ARROW-3726: [Rust] Add CSV reader with example by andygrove · Pull Request #2992 · apache/arrow

andygrove · 2018-11-19T15:09:29Z

This adds a CSV reader and an example that accessed the loaded data through the use of downcasting arrays to specific types. The CSV reader supports all primitive types + string (List<u8>).

andygrove · 2018-11-19T15:58:57Z

@paddyhoran @sunchao I would appreciate a review of this. The code in the example for reading strings is ugly and required calling unsafe. I don't know if I'm missing something or whether we need to improve the API here?

paddyhoran · 2018-11-19T17:00:19Z

rust/examples/read_csv.rs

+    let lng = batch
+        .column(2)
+        .as_any()
+        .downcast_ref::<PrimitiveArray<f64>>()


Are we sure that the alignment requirements are met if we simple downcast from any? Alignments are checked through our existing constructors but would not be checked if we downcast, right?

I have no idea to be honest. I am definitely looking for guidance here on how to access these arrays after they are built.

Actually, I think it's fine as you are using our builders internally. I'll take a closer look when I get a chance.

Thanks @andygrove

paddyhoran

We should update the documentation of csvreader also and provide more prose around the features it provides.

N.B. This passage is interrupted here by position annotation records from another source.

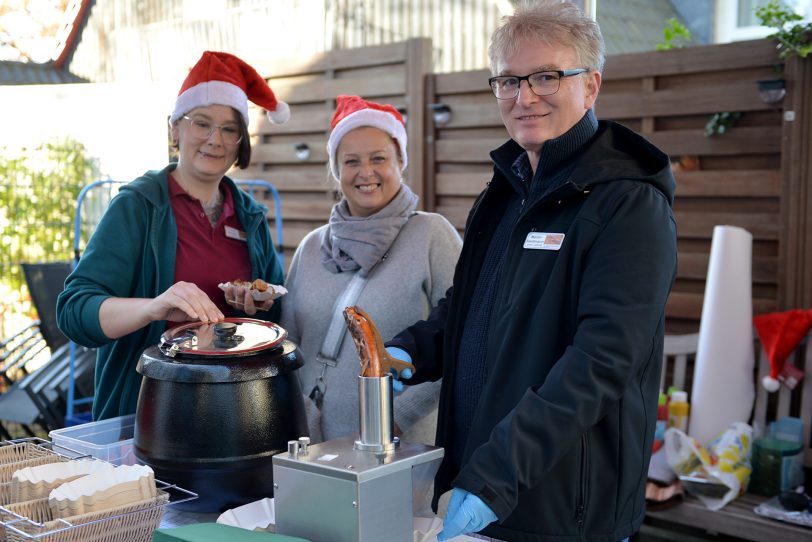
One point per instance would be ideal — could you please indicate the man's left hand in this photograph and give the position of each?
(466, 514)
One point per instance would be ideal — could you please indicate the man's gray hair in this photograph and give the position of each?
(553, 22)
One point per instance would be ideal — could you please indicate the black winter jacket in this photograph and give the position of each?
(561, 438)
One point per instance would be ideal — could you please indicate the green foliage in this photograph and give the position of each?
(794, 38)
(38, 205)
(719, 123)
(675, 35)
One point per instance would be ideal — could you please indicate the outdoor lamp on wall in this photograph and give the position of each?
(441, 114)
(771, 90)
(302, 151)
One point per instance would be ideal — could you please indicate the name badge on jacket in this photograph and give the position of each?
(543, 241)
(234, 233)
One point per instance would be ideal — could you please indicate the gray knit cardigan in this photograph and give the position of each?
(401, 290)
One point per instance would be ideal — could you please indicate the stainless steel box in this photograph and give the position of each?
(335, 493)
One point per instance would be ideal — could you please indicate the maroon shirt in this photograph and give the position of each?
(206, 255)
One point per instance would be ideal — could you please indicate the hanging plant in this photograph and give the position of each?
(794, 38)
(675, 36)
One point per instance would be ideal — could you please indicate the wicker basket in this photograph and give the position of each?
(132, 523)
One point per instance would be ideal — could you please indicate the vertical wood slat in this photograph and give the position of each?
(647, 123)
(418, 65)
(796, 251)
(806, 398)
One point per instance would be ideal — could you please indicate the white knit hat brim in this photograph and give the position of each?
(210, 93)
(366, 117)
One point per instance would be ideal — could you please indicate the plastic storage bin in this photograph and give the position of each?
(110, 440)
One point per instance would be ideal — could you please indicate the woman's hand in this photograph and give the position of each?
(183, 302)
(240, 298)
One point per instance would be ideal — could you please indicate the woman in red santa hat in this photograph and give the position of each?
(376, 242)
(172, 235)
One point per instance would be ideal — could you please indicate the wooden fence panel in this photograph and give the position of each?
(756, 175)
(392, 73)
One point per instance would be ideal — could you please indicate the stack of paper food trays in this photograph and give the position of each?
(35, 520)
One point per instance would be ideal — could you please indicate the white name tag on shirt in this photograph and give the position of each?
(544, 241)
(234, 233)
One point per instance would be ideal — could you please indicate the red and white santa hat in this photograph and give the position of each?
(223, 79)
(354, 112)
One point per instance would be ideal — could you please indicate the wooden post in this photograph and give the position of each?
(418, 64)
(795, 271)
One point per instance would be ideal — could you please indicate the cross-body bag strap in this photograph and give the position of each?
(328, 353)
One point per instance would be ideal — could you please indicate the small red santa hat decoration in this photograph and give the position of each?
(354, 112)
(780, 334)
(224, 79)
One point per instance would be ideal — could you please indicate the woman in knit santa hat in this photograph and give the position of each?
(376, 243)
(172, 235)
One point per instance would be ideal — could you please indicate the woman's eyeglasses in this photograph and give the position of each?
(203, 128)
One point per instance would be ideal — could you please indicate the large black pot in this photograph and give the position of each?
(211, 424)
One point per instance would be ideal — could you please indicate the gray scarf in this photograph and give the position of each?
(352, 242)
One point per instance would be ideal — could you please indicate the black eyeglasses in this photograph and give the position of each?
(203, 128)
(506, 87)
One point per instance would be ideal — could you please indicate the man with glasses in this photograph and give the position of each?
(550, 341)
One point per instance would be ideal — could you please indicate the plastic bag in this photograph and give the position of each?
(716, 475)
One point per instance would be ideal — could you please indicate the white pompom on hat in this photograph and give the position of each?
(354, 112)
(224, 79)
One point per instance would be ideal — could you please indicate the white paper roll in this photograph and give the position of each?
(723, 389)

A working csv reader really makes this library useful for a lot of users and the docs online will be the first place they will look.

If not as part of this PR, I'd be happy to work on the docs as a follow up PR.

Thanks @andygrove!

paddyhoran · 2018-11-20T02:29:55Z

rust/src/array.rs

                unsafe { *(self.raw_values().offset(i as isize)) }
            }

+            pub fn value_slice(&self, offset: i64, len: i64) -> &[$native_ty] {


We should probably add a doc-comment for value_slice

paddyhoran · 2018-11-20T02:31:17Z

rust/src/csvreader.rs

+        // read a batch of rows into memory
+        let mut rows: Vec<StringRecord> = Vec::with_capacity(self.batch_size);
+        for _ in 0..self.batch_size {
+            match self.record_iter.next() {


Should we expose record_iter to the user? This would allow them to skip records at the beginning of a file for example before reading the rest of the file.

I will think about this. There is already the constructor param to indicate whether there is a header row or not that needs to be skipped. Maybe we could do this as a separate enhancement PR.

I have a use case where there is meta-data inserted after the header but before the data and I have no way to control this. Perhaps this is a rather narrow use case. In any case, happy to revisit this.

paddyhoran · 2018-11-20T02:32:01Z

rust/src/csvreader.rs

+                                }
+                                _ => {
+                                    list_builder.append(false).unwrap();
+                                }


I think DataType::Utf8 should create a BinaryArray not a PrimitiveArray<u8> (there currently is a difference, PrimitiveArray<u8> has child data but BinaryArray has 2 top level buffers). Once ARROW-3787 is merged you can use from to make this conversion and once ARROW-3713 is merged the builder can be simplified further.

I pulled in 3787 and changed this to create BinaryArray

andygrove · 2018-11-20T16:33:22Z

@paddyhoran I added documentation as requested. I also renamed CsvFile to CsvReader. I will be adding CsvWriter in separate PR once this one is merged (I already have working code).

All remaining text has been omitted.